Step 3: Backing Up the Cluster

Steps to back up your cluster before the upgrade.

My Environment

Fill in the following form to create a customized set of instructions for your environment.

Zero Downtime Upgrade?

New Cloudera Manager Version

Install Method

Operating System

HDFS High Availability

Ozone Upgrade Finalization

Using Cloudera Navigator

Current Cluster Version

New Cluster Version

Refreshing ContentFill out the form above before you proceed. Content Updated

To share this environment with others, click the icon next to My Environment to copy a link specific for this environment to the clipboard.
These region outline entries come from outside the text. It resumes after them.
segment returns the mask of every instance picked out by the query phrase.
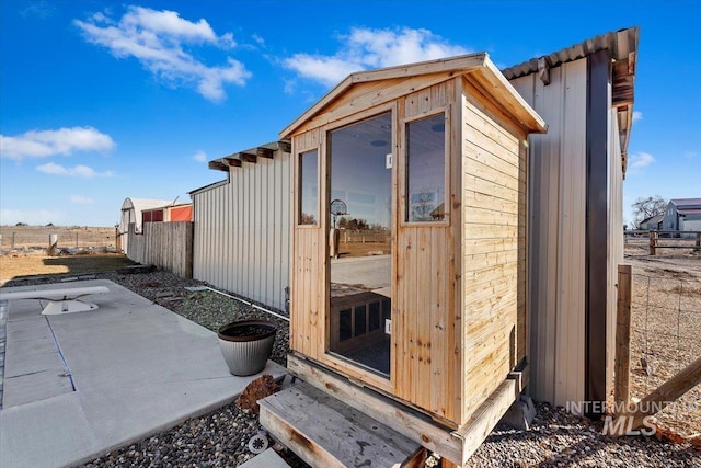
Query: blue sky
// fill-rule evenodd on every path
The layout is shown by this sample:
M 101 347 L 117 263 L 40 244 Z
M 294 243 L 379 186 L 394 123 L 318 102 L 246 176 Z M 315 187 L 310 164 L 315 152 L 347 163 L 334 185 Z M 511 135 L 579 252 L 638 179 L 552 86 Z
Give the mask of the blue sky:
M 697 1 L 0 1 L 0 224 L 114 226 L 189 202 L 349 72 L 499 67 L 640 26 L 624 209 L 701 196 Z

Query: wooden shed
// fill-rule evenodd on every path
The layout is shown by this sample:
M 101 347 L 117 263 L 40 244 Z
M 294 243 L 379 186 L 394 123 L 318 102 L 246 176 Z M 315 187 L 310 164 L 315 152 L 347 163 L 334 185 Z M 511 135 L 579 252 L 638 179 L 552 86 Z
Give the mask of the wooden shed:
M 486 54 L 353 73 L 285 128 L 290 372 L 464 463 L 528 380 L 543 132 Z

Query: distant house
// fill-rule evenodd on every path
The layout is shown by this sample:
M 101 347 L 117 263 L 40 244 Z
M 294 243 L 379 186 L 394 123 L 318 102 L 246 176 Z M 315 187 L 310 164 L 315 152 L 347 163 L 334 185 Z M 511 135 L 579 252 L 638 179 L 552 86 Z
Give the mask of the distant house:
M 701 231 L 701 198 L 670 199 L 662 220 L 662 229 Z
M 141 212 L 143 222 L 177 222 L 193 220 L 193 204 L 182 203 L 180 205 L 169 204 L 157 208 L 143 209 Z
M 134 232 L 141 233 L 141 213 L 146 209 L 157 208 L 170 204 L 168 199 L 145 199 L 127 197 L 122 203 L 122 216 L 117 227 L 117 249 L 127 252 L 129 225 L 134 225 Z
M 645 231 L 656 231 L 662 225 L 662 218 L 664 215 L 655 215 L 640 221 L 639 229 Z

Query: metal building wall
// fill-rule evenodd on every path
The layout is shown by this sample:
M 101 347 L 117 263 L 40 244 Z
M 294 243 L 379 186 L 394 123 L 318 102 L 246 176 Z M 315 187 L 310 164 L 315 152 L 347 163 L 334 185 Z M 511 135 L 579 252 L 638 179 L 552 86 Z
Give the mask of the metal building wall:
M 610 102 L 610 101 L 609 101 Z M 607 374 L 606 386 L 613 385 L 613 364 L 616 350 L 616 312 L 618 301 L 618 266 L 623 263 L 623 164 L 621 162 L 621 141 L 619 137 L 617 110 L 610 111 L 609 123 L 609 222 L 608 222 L 608 262 L 607 262 Z
M 548 123 L 530 137 L 530 395 L 584 400 L 587 59 L 510 80 Z
M 196 279 L 285 310 L 290 182 L 290 156 L 276 151 L 230 168 L 228 183 L 192 194 Z

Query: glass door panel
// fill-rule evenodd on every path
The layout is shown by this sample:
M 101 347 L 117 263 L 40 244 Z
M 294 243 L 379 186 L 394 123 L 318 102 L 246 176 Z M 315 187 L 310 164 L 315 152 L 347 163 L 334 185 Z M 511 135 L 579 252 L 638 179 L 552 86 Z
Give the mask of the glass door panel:
M 392 114 L 333 130 L 329 351 L 389 377 Z

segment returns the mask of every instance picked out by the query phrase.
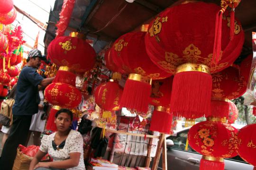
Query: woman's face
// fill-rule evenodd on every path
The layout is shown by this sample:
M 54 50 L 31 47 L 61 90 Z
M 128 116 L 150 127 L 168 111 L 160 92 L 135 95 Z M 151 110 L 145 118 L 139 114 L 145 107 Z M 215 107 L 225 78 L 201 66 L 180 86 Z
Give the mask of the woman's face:
M 64 132 L 69 129 L 72 124 L 72 120 L 69 114 L 62 112 L 56 117 L 55 123 L 58 131 Z

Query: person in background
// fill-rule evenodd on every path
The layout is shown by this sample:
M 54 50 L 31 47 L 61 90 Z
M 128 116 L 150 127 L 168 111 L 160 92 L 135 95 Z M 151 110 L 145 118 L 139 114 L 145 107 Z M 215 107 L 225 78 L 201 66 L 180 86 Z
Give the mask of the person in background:
M 73 114 L 68 109 L 61 109 L 57 112 L 55 115 L 57 132 L 43 137 L 29 170 L 85 170 L 83 139 L 79 132 L 70 129 L 73 119 Z M 47 153 L 53 161 L 40 162 Z
M 45 129 L 46 116 L 46 110 L 45 110 L 45 104 L 46 103 L 44 102 L 45 98 L 44 96 L 44 89 L 43 89 L 43 87 L 38 85 L 39 94 L 40 99 L 40 103 L 38 105 L 38 112 L 32 116 L 26 145 L 27 145 L 30 135 L 32 132 L 34 134 L 34 145 L 39 146 L 41 143 L 41 134 L 44 132 Z
M 18 145 L 25 144 L 32 115 L 38 111 L 40 99 L 38 85 L 46 87 L 55 78 L 44 79 L 37 72 L 42 59 L 41 51 L 37 49 L 30 51 L 27 64 L 21 70 L 18 77 L 15 102 L 12 107 L 13 122 L 0 159 L 1 170 L 12 169 Z

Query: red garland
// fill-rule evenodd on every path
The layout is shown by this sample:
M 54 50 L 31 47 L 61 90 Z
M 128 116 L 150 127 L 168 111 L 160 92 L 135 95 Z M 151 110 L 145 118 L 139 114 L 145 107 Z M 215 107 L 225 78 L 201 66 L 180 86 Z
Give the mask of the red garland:
M 64 35 L 65 30 L 67 29 L 72 14 L 75 0 L 64 0 L 62 9 L 60 12 L 60 20 L 56 24 L 58 28 L 56 31 L 56 36 L 61 36 Z

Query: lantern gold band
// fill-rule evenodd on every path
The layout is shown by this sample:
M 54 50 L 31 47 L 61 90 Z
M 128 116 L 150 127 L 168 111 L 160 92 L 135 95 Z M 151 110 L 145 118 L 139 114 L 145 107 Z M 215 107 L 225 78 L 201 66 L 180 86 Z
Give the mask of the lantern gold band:
M 54 105 L 53 106 L 53 107 L 52 107 L 54 109 L 55 109 L 55 110 L 60 110 L 60 109 L 62 109 L 61 107 L 60 106 L 56 106 L 56 105 Z
M 207 117 L 207 120 L 209 121 L 220 122 L 222 123 L 227 123 L 228 121 L 228 120 L 227 120 L 227 117 L 224 117 L 222 118 L 215 117 Z
M 213 156 L 202 156 L 202 159 L 207 161 L 215 161 L 216 162 L 224 162 L 224 159 L 221 158 L 214 157 Z
M 156 106 L 154 107 L 154 110 L 159 112 L 169 113 L 170 112 L 170 108 L 164 107 L 163 106 Z
M 177 67 L 176 73 L 185 72 L 199 72 L 210 74 L 210 70 L 209 67 L 204 64 L 186 63 Z
M 138 74 L 130 74 L 128 77 L 128 79 L 132 80 L 135 81 L 141 81 L 151 85 L 152 80 L 147 77 Z

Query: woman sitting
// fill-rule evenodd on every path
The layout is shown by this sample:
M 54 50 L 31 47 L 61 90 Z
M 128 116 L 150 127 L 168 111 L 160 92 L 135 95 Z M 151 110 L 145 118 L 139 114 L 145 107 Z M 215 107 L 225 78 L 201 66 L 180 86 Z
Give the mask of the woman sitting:
M 44 135 L 39 150 L 32 160 L 29 170 L 85 170 L 83 163 L 83 140 L 79 132 L 71 130 L 73 114 L 62 109 L 55 115 L 57 132 Z M 52 162 L 39 162 L 47 153 Z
6.3.4 6.3.3 6.3.1 6.3.0 6.2.1 6.2.0 6.1.1 6.1.0 6.0.1 6.0.0 7.11.3 7.7.3 7.7.1 7.6.7 7.6.1 7.4.4 6.3.4 6.3.3 6.3.2 6.3.1 6.3.0 6.2.1 6.2.0 6.1.1 6.1.0 6.0.2 6.0.1 7.1.9.1000 7.1.9 7.1.8 7.1.7.3000 7.1.7.2000 7.1.7.1000 7.1.7

This topic describes how to back up a cluster managed by Cloudera Manager prior to upgrading the cluster. These procedures do not back up the data stored in the cluster. Cloudera recommends that you maintain regular backups of your data using the Backup and Disaster Recovery features of Cloudera Manager.

Minimum Required Role: Cluster Administrator (also provided by Full Administrator)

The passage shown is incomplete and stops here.